Ahhh, North By North-East, great to be enjoying you once again. Last year I didn’t go to any NXNE shows because I didn’t want to buy a pass and I was working at Second City most nights, but this year I’ve cleared my schedule, managed to grab a press pass, and am psyched to experience the awesomeness of the festival again.
The first event guest Gold Soundz writer Assunta Alegiani and I checked out after we grabbed our press passes last night was an independant film called Mutual Appreciation, which was being screened at the Toronto Underground Cinema as part of the festival. It’s a low-budget black and white movie with aspirations to be kind of like a modern day Cassavetes film if it were about three lazy young-ish people in New York – one a musician – who find themselves in a weird love-triangle.
Marc: Mutual Appreciation is an interesting film with a couple pretty funny parts, and some enjoyable music made by the film’s struggling musician protagonist Alan (lead singer of The Bumblebees, the band he would like to be fronting if he could find other musicians to play with, played by Justin Rice, actually of the band Bishop Allen), but ultimately the movie kind of fails because all three of its lead characters – Lawrence and Ellie, who’ve been in a relationship forever seemingly, and Alan, the young guy who moves to New York to start a career in music – are just really annoying.
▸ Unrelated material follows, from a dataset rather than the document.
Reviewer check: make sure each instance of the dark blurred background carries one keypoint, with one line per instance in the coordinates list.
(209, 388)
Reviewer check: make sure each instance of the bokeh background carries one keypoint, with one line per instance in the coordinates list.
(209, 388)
Lawrence is working as a TA at a University and has no balls, is really lame, boring, constantly following the leads of others, never taking charge of his own life. Ellie, his girlfriend, has a little more chutzpa and seems to wear the pants in the relationship, but never confronts him about her doubts in their relationship, never seems to actually do anything about the fact that she is really unhappy and appears to find him kind of pathetic (“Lawrence is a straight-shooter,” Alan tells her. “No, he’s a ‘bull-shooter’,” she responds”). She starts hitting on Alan, whom she is friends with. At first, Alan is too ineffectual to actually do anything with her advances and kind of just nods along when she tells him she’s attracted to him, then the next day decides he does like her as well, by which time the moment has already passed and Ellie says, hesitantly, “We can’t do this.” Alan is like, “yeah.”
Wow. Exciting stuff.
There are some amusing scenes like when Alan stumbles into a party with only three girls in wigs who decide to dress him up like a girl and he – ineffectual as always – just goes along with it. But ultimately, the result of having a film with a bunch of airhead characters with barely any drive or chutzpa is a film that’s fatally flawed by the lack of a central gravity, most obviously a character who takes initiative and makes things happen. Instead we just have a bunch of dumb young people floating around aimlessly while we watch, seldom with amusement.
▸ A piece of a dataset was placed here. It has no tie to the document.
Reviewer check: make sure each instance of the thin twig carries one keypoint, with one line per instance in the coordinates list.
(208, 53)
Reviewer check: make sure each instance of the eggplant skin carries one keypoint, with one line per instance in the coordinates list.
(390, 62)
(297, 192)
Assunta: I fully agree that the three main characters were agonizingly annoying. I liked Ellie at first, out of the three she’s the most forceful one, and so it is her who generally sets the tone/topic when they’re hanging out. But slowly this image of the fun, ballsy woman crumbles to expose a little girl who chooses comfort over happiness. The two scenes in which her and Alan admit their “mutual appreciation” were killing me. Toying with the idea of cheating on her boyfriend and Alan’s best friend, Ellie pushes forward and then holds back over and over and over again. Seriously, how much can you elaborate on wanting to kiss the person across from you without ANYTHING happening?
And that brings me to Alan. Ugh. He is shaggy. He is endearing. He is basically a teddy bear, or at least certainly as (in)active as one. Or, as I told Marc last night, he’s like a jellyfish, pulled by whatever current is the strongest. Point is, Alan is waiting: for a job to come, for a girl to make everything right, for a new band to finally break through with, for a bunch of drunken girls to put him in a dress and smudge make-up on his face, etc. I was just waiting for someone to slap him so he’d finally wake up. Too bad Lawrence didn’t have the balls to.
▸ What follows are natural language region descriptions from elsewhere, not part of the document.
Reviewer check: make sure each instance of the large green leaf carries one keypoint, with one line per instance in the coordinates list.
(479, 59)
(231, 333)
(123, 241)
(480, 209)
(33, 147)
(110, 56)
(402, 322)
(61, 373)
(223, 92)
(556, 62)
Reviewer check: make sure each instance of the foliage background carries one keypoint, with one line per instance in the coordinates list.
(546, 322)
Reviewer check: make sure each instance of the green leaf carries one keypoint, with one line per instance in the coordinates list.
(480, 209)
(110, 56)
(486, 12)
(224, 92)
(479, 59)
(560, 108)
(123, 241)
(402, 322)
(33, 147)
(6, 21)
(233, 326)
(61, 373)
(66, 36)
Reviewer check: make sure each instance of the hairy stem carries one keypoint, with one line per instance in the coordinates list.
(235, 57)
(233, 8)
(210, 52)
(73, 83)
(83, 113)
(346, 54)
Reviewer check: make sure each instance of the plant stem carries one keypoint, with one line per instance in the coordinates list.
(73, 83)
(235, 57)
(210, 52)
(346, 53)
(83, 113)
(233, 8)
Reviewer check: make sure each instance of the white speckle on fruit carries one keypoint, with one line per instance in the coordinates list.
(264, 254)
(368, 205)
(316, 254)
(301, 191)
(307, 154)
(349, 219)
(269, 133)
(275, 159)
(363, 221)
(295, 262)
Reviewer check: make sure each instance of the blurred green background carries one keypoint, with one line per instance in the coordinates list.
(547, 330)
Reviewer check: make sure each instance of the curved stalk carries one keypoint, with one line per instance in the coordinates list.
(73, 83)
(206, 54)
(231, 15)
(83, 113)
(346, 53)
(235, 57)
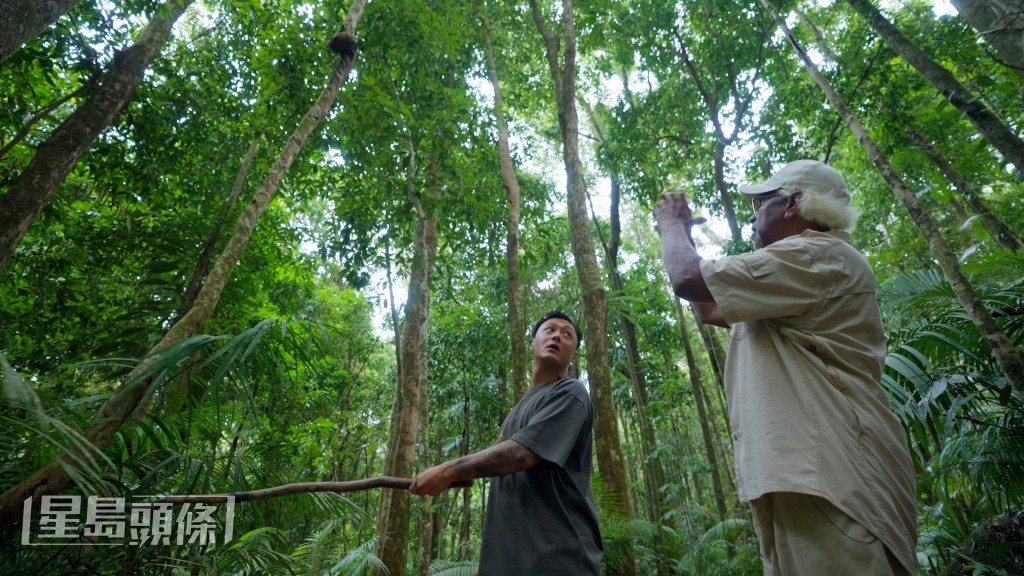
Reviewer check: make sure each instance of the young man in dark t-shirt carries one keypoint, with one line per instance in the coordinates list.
(541, 516)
Now, with all that said, I think the film intends to be annoying. Clearly it’s not a character driven film – if anything, it’s an anti-character-driven film. The lack of plot and/or cool people leaves atmosphere to subtly carry all the hints of how lost and unhappy these people are. The way it’s shot and edited strongly supports this, with barely any camera movement; most shots are full or medium ones, and the takes are loooong. It’s like there’s a deliberate lack of direction for the viewer (we’re Alan!), and it feels like you’re sitting there with the characters, unable to escape their lethargic dynamics. This heightens the brooding awkwardness by times a million. Had I watched this at home on TV, I would have had to change the channel a number of times, that’s how unbearably awkward it got.
I liked Mutual Appreciation for the unusual approach it took to telling a worn out story of girl-falls-for-her-boyfriend’s-best-friend. And it was shot in black-and-white, which is cool because – despite the characters’ frequent use of cell phones – it gave the film a timeless feel.